Who Should Be Suspected?
During poliovirus outbreaks, most infected patients remain asymptomatic or have mild, self-limited disease. A minority of patients (<2%), however, develop paralytic poliomyelitis or occasionally meningitis or encephalitis without paralysis. Illness may be preceded by fever, myalgias, and nonspecific “viral” symptoms.
Poliomyelitis is caused by infection of the anterior horn cells of the spinal cord, resulting in acute flaccid paralysis of associated muscle groups. Spinal poliomyelitis may vary in severity from isolated paresis to paralysis of the limbs, quadriplegia, and paralysis of the diaphragm or other muscle groups. Cranial nerve nuclei may be involved resulting in bulbar poliomyelitis, with paralysis of muscles involved in swallowing or destruction of cells regulating central respiration. Infected patients may develop disease related to both spinal and bulbar poliomyelitis. Cerebral function is typically unaffected.

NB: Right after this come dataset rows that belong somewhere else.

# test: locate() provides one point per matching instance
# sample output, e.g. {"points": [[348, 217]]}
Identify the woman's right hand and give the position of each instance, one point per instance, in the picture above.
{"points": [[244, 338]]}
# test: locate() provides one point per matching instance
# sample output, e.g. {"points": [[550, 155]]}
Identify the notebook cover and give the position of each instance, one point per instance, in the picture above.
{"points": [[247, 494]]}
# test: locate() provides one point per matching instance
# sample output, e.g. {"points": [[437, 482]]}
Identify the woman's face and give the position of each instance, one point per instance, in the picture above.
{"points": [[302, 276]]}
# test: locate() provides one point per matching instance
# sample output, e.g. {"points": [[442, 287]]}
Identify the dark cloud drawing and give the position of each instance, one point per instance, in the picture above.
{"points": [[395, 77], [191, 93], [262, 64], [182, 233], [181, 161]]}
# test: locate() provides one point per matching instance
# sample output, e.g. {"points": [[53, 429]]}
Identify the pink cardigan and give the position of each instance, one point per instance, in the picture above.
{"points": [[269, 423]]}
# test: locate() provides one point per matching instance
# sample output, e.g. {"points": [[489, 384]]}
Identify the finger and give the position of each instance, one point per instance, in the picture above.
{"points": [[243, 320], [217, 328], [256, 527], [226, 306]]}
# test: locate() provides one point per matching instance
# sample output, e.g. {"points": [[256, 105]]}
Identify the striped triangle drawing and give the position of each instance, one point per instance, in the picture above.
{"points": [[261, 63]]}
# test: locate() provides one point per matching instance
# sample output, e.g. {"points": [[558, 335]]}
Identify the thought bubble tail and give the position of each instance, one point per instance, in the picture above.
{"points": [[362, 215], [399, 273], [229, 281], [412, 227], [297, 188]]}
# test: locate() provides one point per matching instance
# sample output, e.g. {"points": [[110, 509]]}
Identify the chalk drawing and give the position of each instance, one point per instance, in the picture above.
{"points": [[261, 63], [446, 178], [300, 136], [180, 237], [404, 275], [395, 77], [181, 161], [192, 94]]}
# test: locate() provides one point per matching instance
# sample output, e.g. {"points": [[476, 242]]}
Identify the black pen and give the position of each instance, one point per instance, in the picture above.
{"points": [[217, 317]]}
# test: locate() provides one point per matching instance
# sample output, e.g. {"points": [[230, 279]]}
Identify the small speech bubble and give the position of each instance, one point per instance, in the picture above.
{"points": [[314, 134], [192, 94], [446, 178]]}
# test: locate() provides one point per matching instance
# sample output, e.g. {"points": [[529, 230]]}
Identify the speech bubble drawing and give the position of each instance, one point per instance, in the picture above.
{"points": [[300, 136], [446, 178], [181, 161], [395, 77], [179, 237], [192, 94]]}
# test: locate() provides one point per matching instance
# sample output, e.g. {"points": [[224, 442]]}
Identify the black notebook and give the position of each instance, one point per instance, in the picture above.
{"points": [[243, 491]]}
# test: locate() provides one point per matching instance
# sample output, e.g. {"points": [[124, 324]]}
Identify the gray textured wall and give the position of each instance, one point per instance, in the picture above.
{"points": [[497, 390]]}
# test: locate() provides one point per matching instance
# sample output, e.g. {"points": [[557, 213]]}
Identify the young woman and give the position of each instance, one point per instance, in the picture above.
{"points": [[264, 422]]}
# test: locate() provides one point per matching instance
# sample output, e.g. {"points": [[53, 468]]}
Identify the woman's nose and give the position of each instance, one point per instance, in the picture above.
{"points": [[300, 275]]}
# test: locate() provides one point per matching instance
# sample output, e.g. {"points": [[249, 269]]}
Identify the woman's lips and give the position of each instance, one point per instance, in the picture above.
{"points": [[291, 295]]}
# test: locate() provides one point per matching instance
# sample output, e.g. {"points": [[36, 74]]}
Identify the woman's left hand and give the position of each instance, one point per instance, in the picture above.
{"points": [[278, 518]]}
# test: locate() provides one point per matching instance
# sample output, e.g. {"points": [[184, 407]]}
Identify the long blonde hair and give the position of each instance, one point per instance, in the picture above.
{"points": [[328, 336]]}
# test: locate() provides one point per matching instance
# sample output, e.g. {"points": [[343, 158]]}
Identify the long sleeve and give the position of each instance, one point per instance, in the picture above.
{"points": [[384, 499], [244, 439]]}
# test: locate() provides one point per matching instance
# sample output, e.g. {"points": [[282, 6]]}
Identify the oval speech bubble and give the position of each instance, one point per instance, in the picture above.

Five to ten percent of patients die, usually as a result of respiratory failure. Most children recover; however, a majority are left with residual sequelae ranging in severity from mild motor weakness to complete paralysis.
Laboratory Findings
Poliomyelitis may be suspected on the basis of clinical signs and symptoms in appropriate clinical settings.
Culture
: The diagnosis is usually confirmed by isolation of virus in culture. Several samples of stool and throat for viral culture, obtained at least 24 hours apart, should be collected early in the course of disease.

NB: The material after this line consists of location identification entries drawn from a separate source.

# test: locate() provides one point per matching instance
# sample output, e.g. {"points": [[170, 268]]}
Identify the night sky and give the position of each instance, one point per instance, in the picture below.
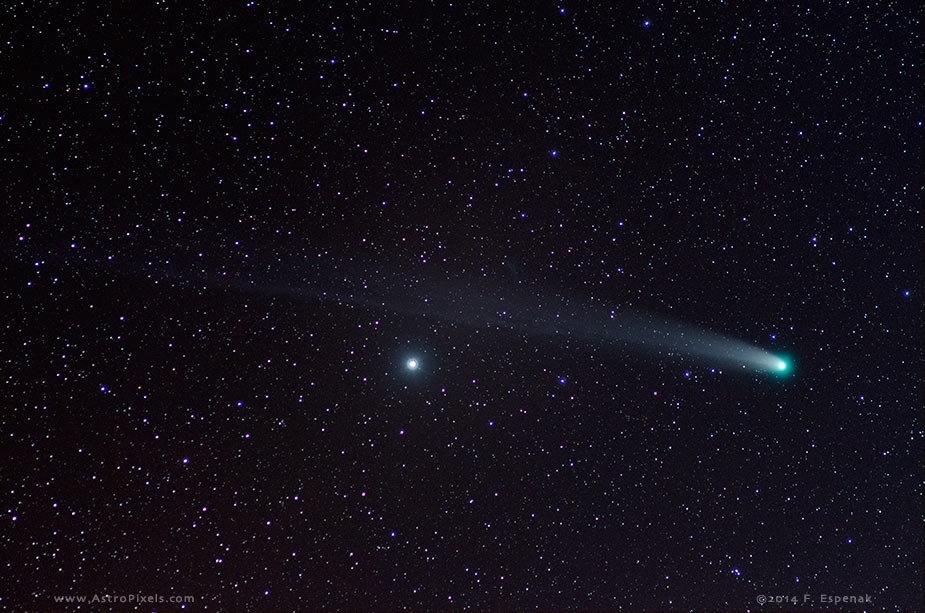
{"points": [[353, 306]]}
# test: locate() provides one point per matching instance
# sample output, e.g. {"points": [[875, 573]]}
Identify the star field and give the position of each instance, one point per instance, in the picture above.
{"points": [[301, 305]]}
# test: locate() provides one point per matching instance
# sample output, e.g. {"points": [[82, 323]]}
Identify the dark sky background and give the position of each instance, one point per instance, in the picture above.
{"points": [[228, 228]]}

Serology of acute and convalescent sera
: May be submitted to support a diagnosis of poliomyelitis, but test interpretation may be difficult.
CSF findings
: Nonspecific. Cell count is usually 25–500/μL; rarely is normal or markedly elevated. At first, most are PMNs; after several days, most are lymphocytes. Protein may be normal at first, increased by 2nd week (usually 50–200 mg/ dL), and normal by 6th week. Glucose is usually normal.
Core laboratory
: Blood shows early moderate increase in WBC (≤15,000/μL) and PMNs. WBC returns to normal within 1 week. Increased AST in 50% of patients is caused by the associated hepatitis.
RESPIRATORY VIRUSES
See Chapter
13
, Respiratory, Metabolic, and Acid–Base Disorders, for a detailed discussion of viral respiratory tract pathogens, including adenovirus, influenza viruses, parainfluenza viruses, and RSV.
RUBELLA (GERMAN MEASLES)
Definition
Rubella virus causes German measles, one of the classic viral exanthems of childhood (the “third disease”). The virus primarily infects the respiratory epithelial cells. Infection is transmitted by respiratory droplets. The virus has a global distribution, although endemic virus circulation has been greatly reduced or eliminated in countries with widespread vaccination programs. Humans are the only natural host.
Who Should Be Suspected?
Rubella infection is usually mild and self-limited. Viremia typically occurs after 5–7 days, and clinical infection may ensue around 14 days after exposure with a nonspecific “viral” syndrome, including fever, malaise, mild respiratory symptoms, and lymphadenopathy. The characteristic, nonconfluent rash starts on the face and then progresses to the trunk and extremities. The rash resolves in 3–5 days. Up to 50% of infected children may remain asymptomatic.
The congenital rubella syndrome is caused by transplacental infection of a fetus during the viremic phase of illness. Maternal infection early in gestation is associated with more severe disease (approximately 80% incidence with maternal rubella in the first trimester). Virtually, all fetal organ systems are susceptible to infection, and infection may lead to stillbirth or premature delivery. The most common anomalies include cardiac defects, cataracts and other ocular defects, deafness, bone defects, hepatitis, microcephaly and mental retardation, splenomegaly, and thrombocytopenia. Subacute arthritis is a common (70%) complication of rubella infection in adult women. Fingers, wrists, and knees are the most commonly affected joints, and symptoms may last up to 1 month.
Rubella is preventable by vaccination, with a primary goal of reducing the incidence of the congenital syndrome. Vaccine-induced protection may wane over time; improved vaccines have improved the durability of the immune response. Since 1993, 70% of patients with rubella fall into the 15- to 39-year age group, reflecting this declining immunity. Therefore, significant public health resources have been dedicated to ensuring that adolescents, especially girls, have been immunized.